Vous êtes dans : Accueil > Actualités > Comment agir > Entretien : Quand les psychiatres sortent de leur cabinet

Entretien : Quand les psychiatres sortent de leur cabinet

le 10 novembre 2017

Faire de la psychiatrie auprès des publics les plus précaires, en allant vers les patients et en prenant vraiment le temps avec chacun d’entre eux. Un rêve inaccessible ? Pas pour les Equipes Mobile Psychiatrie-Précarité (EMPP). Rencontre avec le Dr Eve Le Blanc, psychiatre à l’hôpital Paul-Guiraud au sud de Paris, qui en coordonne une dans les Hauts-de-Seine.

What’s up Doc. Expliquez-nous ce que sont les EMPP…

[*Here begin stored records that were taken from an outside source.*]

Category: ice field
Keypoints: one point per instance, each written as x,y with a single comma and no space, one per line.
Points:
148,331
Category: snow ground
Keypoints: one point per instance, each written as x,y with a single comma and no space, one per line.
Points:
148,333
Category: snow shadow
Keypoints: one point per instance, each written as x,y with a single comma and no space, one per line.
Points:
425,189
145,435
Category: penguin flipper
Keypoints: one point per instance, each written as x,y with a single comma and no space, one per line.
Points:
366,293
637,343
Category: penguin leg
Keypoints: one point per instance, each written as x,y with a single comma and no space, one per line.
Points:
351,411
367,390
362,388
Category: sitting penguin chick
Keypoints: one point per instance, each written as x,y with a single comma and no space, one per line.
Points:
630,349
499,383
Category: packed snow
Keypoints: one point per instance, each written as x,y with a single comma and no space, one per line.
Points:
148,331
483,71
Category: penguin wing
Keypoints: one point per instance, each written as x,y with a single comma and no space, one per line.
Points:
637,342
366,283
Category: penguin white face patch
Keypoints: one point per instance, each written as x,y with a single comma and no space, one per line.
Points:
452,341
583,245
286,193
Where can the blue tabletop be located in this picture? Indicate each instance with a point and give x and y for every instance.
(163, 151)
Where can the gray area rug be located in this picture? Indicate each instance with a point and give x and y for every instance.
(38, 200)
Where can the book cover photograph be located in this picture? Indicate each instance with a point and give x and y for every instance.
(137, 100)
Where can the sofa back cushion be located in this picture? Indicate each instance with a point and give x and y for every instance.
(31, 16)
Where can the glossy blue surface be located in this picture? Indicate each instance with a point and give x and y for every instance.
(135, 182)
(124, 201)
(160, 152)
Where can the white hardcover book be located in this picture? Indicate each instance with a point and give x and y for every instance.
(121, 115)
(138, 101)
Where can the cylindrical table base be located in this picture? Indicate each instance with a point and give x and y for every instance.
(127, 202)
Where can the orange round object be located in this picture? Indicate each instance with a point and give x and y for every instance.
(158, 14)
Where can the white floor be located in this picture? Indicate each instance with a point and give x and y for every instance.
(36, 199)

Eve Le Blanc. Ce sont des équipes de psychiatrie qui s’adressent aux gens qui sont en situation de précarité au sens large : SDF, migrants, personnes en hébergement d’urgence, expulsées ou en voie d’expulsion… C’est un public qui peut être dans le déni ou dans la survie : leurs problématiques psy ne sont pas leur priorité. A la différence de la psychiatrie classique, nous ne travaillons donc qu’avec la non-demande, ce qui pose en permanence des questions éthiques. Il y a tout un travail « d’apprivoisement » à faire, comme dans Le Petit Prince .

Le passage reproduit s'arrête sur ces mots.